Second recipe was Chili with Chocolate from Crock Pot’s The Original Slow Cooker Recipe Collection. While this was a solid chili and incredibly easy to make, it still didn’t have that winning flavor. It had a sweet and savory flavor that was nice but with ground beef, onions, canned tomatoes, and canned chili beans being the only substantial ingredients it still fell short of a truly unique dish.
To get further away from the run of the mill chili we decided on another recipe from Crock Pot: Mama’s Beer Chili. I was pleasantly surprised by this chili because it had a lighter quality to it. Ground turkey, curry powder, honey, and corn gave it a really nice sweetness. It felt light but filling and had a completely different taste that what one would typically expect from chili. However, in the next batch chorizo was added and the corn was omitted and the flavor, while not bad, wasn’t as unique as the original batch.

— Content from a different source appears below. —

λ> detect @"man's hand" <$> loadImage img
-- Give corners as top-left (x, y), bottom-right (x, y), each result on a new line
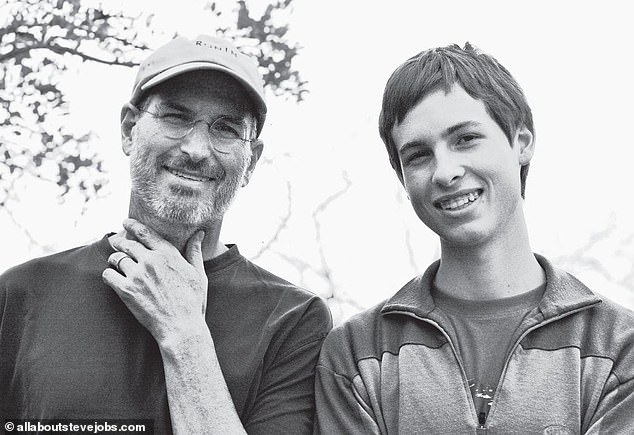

At this point chili was consuming my life. All I was eating was chili. All I was talking about was chili. All anyone in my family was talking about was chili. My coworkers even started bringing in recipes and soliciting people they knew for recipes. I reached out to my foodie friends. I officially had no life outside of chili. But now I had to win.
Next we decided on a recipe for Texas-Style Chili a coworker of mine had given me. It was a pretty standard chili but had quite a bit of heat to it, and my uncle at this point was getting vengeful towards his coworkers that had sucked him into the chili competition. I believe the phrase “melt their faces” was thrown around a bit, as well as “have them begging for milk and bread.” I couldn’t quite bring myself to use the ¼ cup chili powder the recipe called for so I made some of my own seasoning adjustments. I used Bush’s hot chili beans for the first time, which I actually enjoyed quite a bit despite how salty they are (my pallet is very sensitive to salt so I typically stay away from anything pre seasoned). Also the chorizo in this recipe added some extra heat but was also pretty salty. This particular batch was a big hit with the family though so for a while it looked like this might be the winner.
The final recipe I tried was from a baker I used to work with. I was attracted to the recipe because it has almost every element you would think to put in chili and then some: five types of peppers, two types of meat, chocolate, coffee, beer, three types of beans, etc. This chili was probably the most unique out of everything I had made, but it still seemed like it wasn’t perfect. Maybe too much sauce? Maybe too spicy?
The out of the blue my uncle suggested mixing the Texas chili with the chili from the baker. His eating habits are kind of a joke in my family because he will mix anything together. I have actually seen him clean out the fridge by mixing left over mac and cheese, tuna salad, cottage cheese, and top the entire thing with hot peppers and Thousand Island dressing. So of course my sarcastic replay was “ok, and then we can top that with cottage cheese.” But a little bit after responding I became curious and decided to try it. I took small scoops from the two, mixed them in a bowl, heated it up a bit, and much to my surprise actually enjoyed it.
Basically I have the Frankenstein of chili recipes sitting in my fridge and it actually works, so this is what he is submitting for the competition. I want to make some final tweaks to the recipe before I make it again for myself, changing some of the ingredients and adding ones from other recipes (like chilies in adobo or beef chuck), or using the slow cooker. When I finally get the perfect chili recipe down I will definitely post it. But it may be a while before I make chili again. Or eat chili again. Or think about chili again.